Hal yang paling saya ingat tentang media, adalah berbedanya hasil poling pada pemilu presiden tahun 2014 silam. Dimana TVOne menyajikan hasil quick count yang sangat mencolok perbedaannya dengan media-media lain. Disini saya tidak bermaksud menyampaikan dukungan saya pada salah satu calon saat itu, namun dari kasus tersebut kita bisa melihat sebuah media dari sisi siapa pemilik media tersebut, ataupun ideoogi pemilik media tersebut. Disini bisa dilihat bahwa di dalam tubuh media sekarang ini aspek bisnis lebih banyak menguasai ketimbang idealisme media tersebut.

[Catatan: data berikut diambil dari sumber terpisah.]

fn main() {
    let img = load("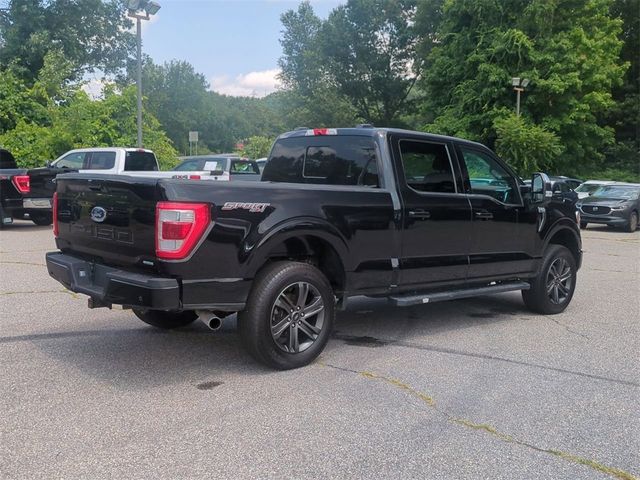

Media adalah sebuah kekuatan yang bisa menggiring sebuah berita kea rah yang mereka inginkan. Media bisa mengarahkan pemikiran masyarakat karena cakupan sebuah media massa yang bermain dalam skala besar. Coba kita ingat kembali kasus pembunuhan Angeline, media menjadikan berita tersebut sebagai hot issue karena intensitas pemberitaannya yang selalu ditayangkan setiap waktu.
Kasus Angeline disulap seolah-olah menjadi masalah nasional. Padahal sebenarnya kasus pembunuhan yang lebih parah dan sadis daripada Angeline sangat banyak namun tidak di ekspose secara mendalam seperti kasus Angeline. Tapi akhir-akhir ini saya tidak pernah dengar lagi bagaimana kelanjutan kasus Angeline, sudah tidak ada lagi media yang menayangkan berita tentang Angeline. Padahal seharusnya media mempunyai tanggung jawab untuk memberitakan kelanjutan kasus Angeline.
Kebanyakan media di era sekarang ini lebih condong memberi porsi yang besar pada hiburan. Menyedihkannya, kebanyakan dari program di TV Indonesia baik hiburan ataupun tidak lebih banyak yang tidak mendidik. Banyak masyarakat yang tidak mendapatkan manfaat dari menonton suatu program tertentu. Seperti salah satu acara di salah satu stasiun TV swasta, acara hiburan yang ditayangkan tiap sore ini menurut saya tidak ada manfaat sama sekali.
Mereka mengatakan hanya untuk hiburan, namun cara menghiburnya dengan menaburkan bedak ke kepala orang, mengoles make up hitam ke kepala orang dan masih banyak lagi tindakan-tindakan yang sebenarnya tidak patut untuk menjadi konsumsi masyarakat. Yang menyedihkan adalah acara tersebut langgeng dan mendapat rating tinggi di stasiun TV tersebut. Karena apa? Karena masyarakat sendiri suka menonton acara tersebut.
Lagi-lagi sebagai masyarakat di zaman post-modern ini seharusnya bisa menjadi masyarakat yang lebih pintar memilah mana yang mendatangkan manfaat lebih banyak. Dengan tidak memilah tontonan kita sama saja mewariskan budaya yang buruk ke anak-anak kita. Media memang bisa menyajikan sesuatu dari sudut pandang mereka, namun kita sebagai masyarakat tidak boleh menelan sebuah informasi secara utuh.
Tetap kita harus menggunakan akal kita untuk berpikir kritis apakah yang disampaikan itu benar? Karena yang bisa disampaikan oleh media hanyalah mendekati sebuah kebenaran. Jadi kita sebagai masyarakat yang menjadi sasaran media-media harus lebih ‘Smart’.